我們這代人的童年極為貧瘠,身體的飢餓記憶嵌入骨髓,精神追求更是奢談。因種種變故造成的巨大文化斷層,讓我們中的大多數,鮮有機會接觸殘存學識和思想的人,我們的長輩也都帶著創傷後遺症,無法給予我們正向的指導。
唯一能給我們指導的是書,還有一次又一次摔倒再爬起來的經歷。
那時,書也是稀有的,需要到處尋找,得到一本就足以欣喜若狂,之後便是廢寢忘食地飛快閱讀,因為在身後還有很多人在等待閱讀。就這樣,我被迫養成了飛速閱讀的習慣。十二岁那年,在一個偏僻的工廠,發現了一個未經破壞的小型圖書館,那裡的藏書大都是中西方名著,幾乎從來沒有被翻閱過,封面和書脊已經泛黃,每一頁卻都是嶄新的,沒有一點折痕和物資,依舊保留著淡淡的油墨香。
那是我此生發掘到的第一個寶藏,第一筆財富。每個週末都會去借書,貪婪地抱著從手掌頂到下巴的書回家,那種快樂得要飛起來的感覺,至今依舊記得。

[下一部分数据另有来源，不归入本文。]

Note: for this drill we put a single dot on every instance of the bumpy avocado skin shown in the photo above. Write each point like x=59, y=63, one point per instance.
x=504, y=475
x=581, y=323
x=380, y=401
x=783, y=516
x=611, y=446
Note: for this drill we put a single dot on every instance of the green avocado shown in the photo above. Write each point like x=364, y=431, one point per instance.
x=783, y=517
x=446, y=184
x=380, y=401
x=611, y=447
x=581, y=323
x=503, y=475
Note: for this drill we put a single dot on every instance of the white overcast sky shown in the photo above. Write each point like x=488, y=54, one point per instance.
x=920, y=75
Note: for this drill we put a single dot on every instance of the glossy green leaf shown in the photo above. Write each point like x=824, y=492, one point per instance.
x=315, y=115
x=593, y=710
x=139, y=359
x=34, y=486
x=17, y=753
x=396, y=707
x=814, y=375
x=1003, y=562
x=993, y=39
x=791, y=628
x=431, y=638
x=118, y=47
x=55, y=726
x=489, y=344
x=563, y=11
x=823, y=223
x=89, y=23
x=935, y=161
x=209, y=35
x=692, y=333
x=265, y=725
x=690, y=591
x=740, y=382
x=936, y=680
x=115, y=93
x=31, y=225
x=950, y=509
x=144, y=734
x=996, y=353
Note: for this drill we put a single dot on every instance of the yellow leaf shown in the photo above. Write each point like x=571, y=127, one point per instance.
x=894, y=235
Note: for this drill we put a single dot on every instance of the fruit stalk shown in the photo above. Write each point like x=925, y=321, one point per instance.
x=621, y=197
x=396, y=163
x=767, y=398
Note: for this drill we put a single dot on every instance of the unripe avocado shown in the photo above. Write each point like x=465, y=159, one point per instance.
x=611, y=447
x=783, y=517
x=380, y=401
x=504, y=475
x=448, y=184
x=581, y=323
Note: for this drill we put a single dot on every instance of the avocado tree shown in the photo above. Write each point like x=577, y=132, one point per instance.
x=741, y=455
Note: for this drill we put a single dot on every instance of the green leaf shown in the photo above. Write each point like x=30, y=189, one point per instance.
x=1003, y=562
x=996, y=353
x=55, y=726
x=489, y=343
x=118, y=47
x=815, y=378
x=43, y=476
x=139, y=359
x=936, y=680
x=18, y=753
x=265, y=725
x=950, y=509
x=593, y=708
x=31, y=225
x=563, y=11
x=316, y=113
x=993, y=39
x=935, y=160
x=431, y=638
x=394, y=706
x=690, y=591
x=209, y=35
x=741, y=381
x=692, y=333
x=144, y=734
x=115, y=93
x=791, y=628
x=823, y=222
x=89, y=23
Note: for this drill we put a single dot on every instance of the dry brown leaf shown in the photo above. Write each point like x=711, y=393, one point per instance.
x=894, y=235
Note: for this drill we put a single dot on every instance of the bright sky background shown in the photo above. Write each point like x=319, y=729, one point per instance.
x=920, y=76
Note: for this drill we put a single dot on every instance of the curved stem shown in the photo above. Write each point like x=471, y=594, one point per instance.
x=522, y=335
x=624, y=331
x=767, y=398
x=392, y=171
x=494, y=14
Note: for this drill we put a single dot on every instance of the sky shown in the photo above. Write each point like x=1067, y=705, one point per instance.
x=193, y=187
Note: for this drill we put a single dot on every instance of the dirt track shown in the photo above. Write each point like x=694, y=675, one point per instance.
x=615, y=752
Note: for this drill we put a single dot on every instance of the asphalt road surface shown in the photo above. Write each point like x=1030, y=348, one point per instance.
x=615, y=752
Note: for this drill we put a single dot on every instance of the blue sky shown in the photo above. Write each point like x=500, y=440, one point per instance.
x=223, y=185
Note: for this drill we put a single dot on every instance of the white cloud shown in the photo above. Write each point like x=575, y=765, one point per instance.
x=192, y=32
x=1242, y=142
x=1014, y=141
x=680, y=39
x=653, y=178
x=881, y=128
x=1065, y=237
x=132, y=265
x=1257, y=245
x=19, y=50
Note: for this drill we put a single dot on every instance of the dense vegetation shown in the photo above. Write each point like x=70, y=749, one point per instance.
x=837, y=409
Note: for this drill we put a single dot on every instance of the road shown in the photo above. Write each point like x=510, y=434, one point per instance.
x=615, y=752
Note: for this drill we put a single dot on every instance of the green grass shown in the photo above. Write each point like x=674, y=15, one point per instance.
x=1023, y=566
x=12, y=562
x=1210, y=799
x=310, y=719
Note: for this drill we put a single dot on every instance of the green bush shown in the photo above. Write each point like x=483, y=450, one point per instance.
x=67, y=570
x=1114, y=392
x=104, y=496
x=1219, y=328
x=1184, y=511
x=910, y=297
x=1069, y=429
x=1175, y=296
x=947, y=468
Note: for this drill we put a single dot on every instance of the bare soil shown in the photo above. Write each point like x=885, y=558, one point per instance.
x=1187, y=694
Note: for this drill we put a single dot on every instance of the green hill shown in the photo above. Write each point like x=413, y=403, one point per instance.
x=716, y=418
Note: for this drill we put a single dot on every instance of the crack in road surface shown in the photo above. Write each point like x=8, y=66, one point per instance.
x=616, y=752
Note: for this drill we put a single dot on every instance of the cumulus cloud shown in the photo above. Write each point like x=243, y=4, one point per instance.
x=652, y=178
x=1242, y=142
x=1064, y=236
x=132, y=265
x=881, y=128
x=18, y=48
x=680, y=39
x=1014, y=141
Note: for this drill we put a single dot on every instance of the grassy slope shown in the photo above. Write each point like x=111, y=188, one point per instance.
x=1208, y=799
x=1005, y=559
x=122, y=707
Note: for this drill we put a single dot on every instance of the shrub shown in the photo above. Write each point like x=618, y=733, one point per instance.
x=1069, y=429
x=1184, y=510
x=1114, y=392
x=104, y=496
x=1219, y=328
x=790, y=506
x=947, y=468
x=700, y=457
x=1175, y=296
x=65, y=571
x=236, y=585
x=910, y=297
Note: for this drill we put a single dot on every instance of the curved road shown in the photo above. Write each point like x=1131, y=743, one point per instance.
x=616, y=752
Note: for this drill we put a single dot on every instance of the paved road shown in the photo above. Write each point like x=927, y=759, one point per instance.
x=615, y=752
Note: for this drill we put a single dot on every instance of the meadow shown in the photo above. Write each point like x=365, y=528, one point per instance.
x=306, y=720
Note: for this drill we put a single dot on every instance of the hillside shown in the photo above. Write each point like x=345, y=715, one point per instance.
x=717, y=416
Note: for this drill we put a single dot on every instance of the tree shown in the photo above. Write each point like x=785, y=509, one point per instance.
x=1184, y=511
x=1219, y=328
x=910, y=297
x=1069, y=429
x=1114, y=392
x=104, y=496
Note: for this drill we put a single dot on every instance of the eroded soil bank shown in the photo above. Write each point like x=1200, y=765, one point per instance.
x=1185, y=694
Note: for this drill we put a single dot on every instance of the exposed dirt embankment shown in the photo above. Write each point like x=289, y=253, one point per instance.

花費六年時間,讀完了一個圖書館,或許當時並沒有完全消化,只是方方正正地堆在大脑里。但閱讀習慣已經養成,無論去哪裡,都會抱著書,就像抱著一個承諾。當那些文字融入了血液,就逐漸建立了自己的認知,開始思考人生的意義,並用常識抗拒毒素入侵。也逐漸懂得,在瑣碎的煎熬之外,還有高貴、從容與悲憫;滿地都是六便士,依舊有人在抬頭看向月亮。
人生是一件太过隆重的事,但絕不僅僅因為只有一次。
旅行时,巨大的墓碑隨處可見。那些被压在阴森森的大石头下的枯骨或灰烬用醒目的大字撕心裂肺地呼喊,我活过,我活过啊,你们看看我,记得我啊。我知道,呼喊是因为没有得到,也不可能得到。
正在重讀隨身帶來的書,這些作者大都已經故去,但讀他們的文字和故事,如同與長者交談,甚至可以想象他們的笑聲和語氣。他們的筆證明自己活過。不需要墓碑和嘶喊。